There’s a well-established tradition of Japanese jazz artists, but there does not seem to be, at least in the Western world, as strong a tradition of Chinese jazz artists. Are there artists who you feel deserve a degree of visibility that they haven’t received?

I wish there were more, but I think the Chinese people in general don’t like jazz. The reason I think there are more Japanese jazz musicians who are doing really well these days is because they love America, and they love Western culture, and they infuse that stuff into their own [art], stuff like anime and manga. But the Chinese part of me is the stubborn, don’t be influenced by other people kind of thing. My parents are the perfect example. When they hear jazz, it’s just a cacophony to them. I think there is a certain obsession with perfection, which I’m not saying negatively — actually totally neutrally and almost positively — because I think these aspects of myself that I think are very common in Chinese culture, such as constantly striving for excellence, that’s why it doesn’t surprise me that they constantly pump out classical pianists left and right, and why Lang Lang is the biggest star in the Chinese market, is because these qualities are so prized. I prize these qualities too, and I have to navigate these and implement these in ways that are healthy in my own art, despite the fact that it’s completely paradoxical to what jazz is, which is imperfection. So the answer to your question is, unfortunately not. That doesn’t mean that my Chinese heritage hasn’t played a huge part in making me who I am, because it definitely has. But I love it. I really do.

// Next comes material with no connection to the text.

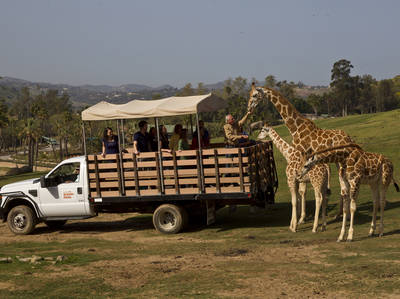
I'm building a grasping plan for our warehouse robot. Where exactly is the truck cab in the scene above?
[0,156,95,234]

So you see the position that you’re occupying currently more as an opportunity than a responsibility — is that fair to say?

I would say that I still have the responsibility as an artist to contribute something that is meaningful to not only music, but art, and hopefully beyond art, the spiritual meaning that is hopefully being communicated through that art. I’m actually very adamant about transcending culture as well. I think that’s really important, because otherwise I think it can isolate otherwise receptive individuals who may really need that. I think I have a mission and a responsibility to fulfill that at the same time as my own individual compulsion and addiction to adrenaline and just challenging myself, and expressing myself. To me, they both exist in the same plane.